Benteng Sanrobone, itulah namanya. Ia lahir pada abad XV dari buah tangan Raja Sanrobone I, Karaeng Dampang Panca Belong. Benteng ini mulai dibangun pada tahun 1515 atas perintah Raja Gowa Tumapa'risi Kallonna dan rampung pada tahun 1520. Terletak di Desa Sanrobone, Kecamatan Sanrobone, Kabupaten Takalar Sulsel, sekitar 80 kilometer dari Makassar.

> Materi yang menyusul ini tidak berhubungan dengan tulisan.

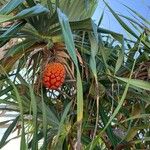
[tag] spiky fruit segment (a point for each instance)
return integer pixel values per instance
(54, 75)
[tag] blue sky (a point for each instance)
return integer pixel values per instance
(109, 22)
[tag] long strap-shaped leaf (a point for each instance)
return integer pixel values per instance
(10, 6)
(68, 38)
(26, 13)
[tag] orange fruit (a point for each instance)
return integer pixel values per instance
(54, 75)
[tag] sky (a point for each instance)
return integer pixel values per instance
(109, 22)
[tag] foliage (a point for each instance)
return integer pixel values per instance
(104, 102)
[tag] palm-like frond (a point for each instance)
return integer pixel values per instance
(102, 100)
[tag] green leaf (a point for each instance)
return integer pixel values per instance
(137, 14)
(125, 26)
(10, 32)
(10, 6)
(71, 50)
(26, 13)
(137, 83)
(8, 132)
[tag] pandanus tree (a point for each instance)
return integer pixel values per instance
(73, 84)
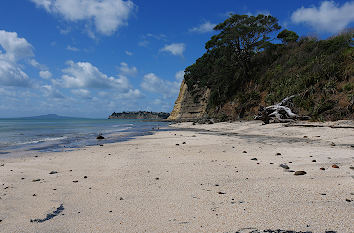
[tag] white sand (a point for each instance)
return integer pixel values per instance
(185, 196)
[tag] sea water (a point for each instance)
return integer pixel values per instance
(27, 135)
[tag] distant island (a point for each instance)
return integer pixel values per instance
(140, 115)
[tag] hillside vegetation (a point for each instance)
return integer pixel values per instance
(243, 69)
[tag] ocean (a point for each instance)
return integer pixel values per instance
(27, 136)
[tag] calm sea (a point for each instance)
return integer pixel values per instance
(28, 136)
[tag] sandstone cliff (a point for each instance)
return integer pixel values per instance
(188, 107)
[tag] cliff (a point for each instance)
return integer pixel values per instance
(188, 107)
(144, 115)
(319, 72)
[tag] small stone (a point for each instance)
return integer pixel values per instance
(283, 165)
(300, 173)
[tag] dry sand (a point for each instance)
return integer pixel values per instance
(208, 184)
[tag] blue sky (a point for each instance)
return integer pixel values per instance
(92, 57)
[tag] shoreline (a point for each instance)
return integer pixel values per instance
(206, 183)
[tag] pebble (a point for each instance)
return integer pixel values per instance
(284, 166)
(300, 173)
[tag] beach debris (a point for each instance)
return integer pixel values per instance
(300, 173)
(100, 137)
(279, 113)
(283, 165)
(50, 215)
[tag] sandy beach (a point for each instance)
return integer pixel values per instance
(223, 177)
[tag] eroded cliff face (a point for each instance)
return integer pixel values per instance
(188, 107)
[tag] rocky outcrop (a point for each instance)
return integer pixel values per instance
(144, 115)
(188, 107)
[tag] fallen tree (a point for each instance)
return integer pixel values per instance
(279, 113)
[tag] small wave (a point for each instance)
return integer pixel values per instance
(42, 140)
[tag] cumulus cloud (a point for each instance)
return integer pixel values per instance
(126, 70)
(328, 17)
(45, 74)
(85, 75)
(152, 83)
(203, 28)
(106, 15)
(176, 49)
(14, 49)
(72, 48)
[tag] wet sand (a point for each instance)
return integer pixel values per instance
(223, 177)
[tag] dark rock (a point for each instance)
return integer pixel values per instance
(300, 173)
(283, 165)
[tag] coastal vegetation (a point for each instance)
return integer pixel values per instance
(248, 64)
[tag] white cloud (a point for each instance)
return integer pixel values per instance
(85, 75)
(129, 53)
(45, 74)
(176, 49)
(71, 48)
(328, 17)
(15, 48)
(106, 15)
(52, 92)
(154, 84)
(12, 50)
(180, 75)
(203, 28)
(126, 70)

Benteng ini dulunya seluas 25.54 Ha dengan ukuran sisi barat sepanjang 573 m, sisi selatan 529 m, sisi timur 748 m dan sisi utara 332 m. Benteng ini terbuat dari batu bata dan berbentuk perahu dengan panjang sekitar 3,7 km dan mempunyai 7 pintu yaitu 4 pintu besar searah dengan mata angin dan 3 pintu kecil.
Sisa-sisa benteng yang ada pun hanya sekilas tampak seperti tembok lebar berbatu bata merah biasa dengan hiasan dua meriam panjang seberat 150 kg yang kini berkarat tak terpelihara. Selebihnya hanya tanah lapang luas dengan papan bertuliskan "Kawasan Ini Dilindungi Direktorat Perlindungan dan Pembinaan Peninggalan Sejarah dan Purbakala".
Benteng ini runtuh bersama dengan benteng somba opu dan beberapa benteng lain yang diratakan dengan tanah oleh Cornelis Speelman, Jenderal pasukan VOC pada perang Makassar (Oktober 1666-12 Juni 1669). Total di wilayah kekuasaan Kerajaan Gowa-Tallo ada 14 benteng. Kini hanya tersisa satu benteng yang masih utuh yakni Benteng Pannyua atau Fort Rotterdam.
Kompleks Benteng Sanrobone semakin hancur pada masa pemberontakan DI/TII. Istana kerajaan dibakar pada tahun 1956 oleh pemberontak lantaran Raja Sanrobone ke 23 (raja terakhir 1950-1956), Mallombasi Daeng Kilo, memihak ke negara kesatuan Republik Indonesia.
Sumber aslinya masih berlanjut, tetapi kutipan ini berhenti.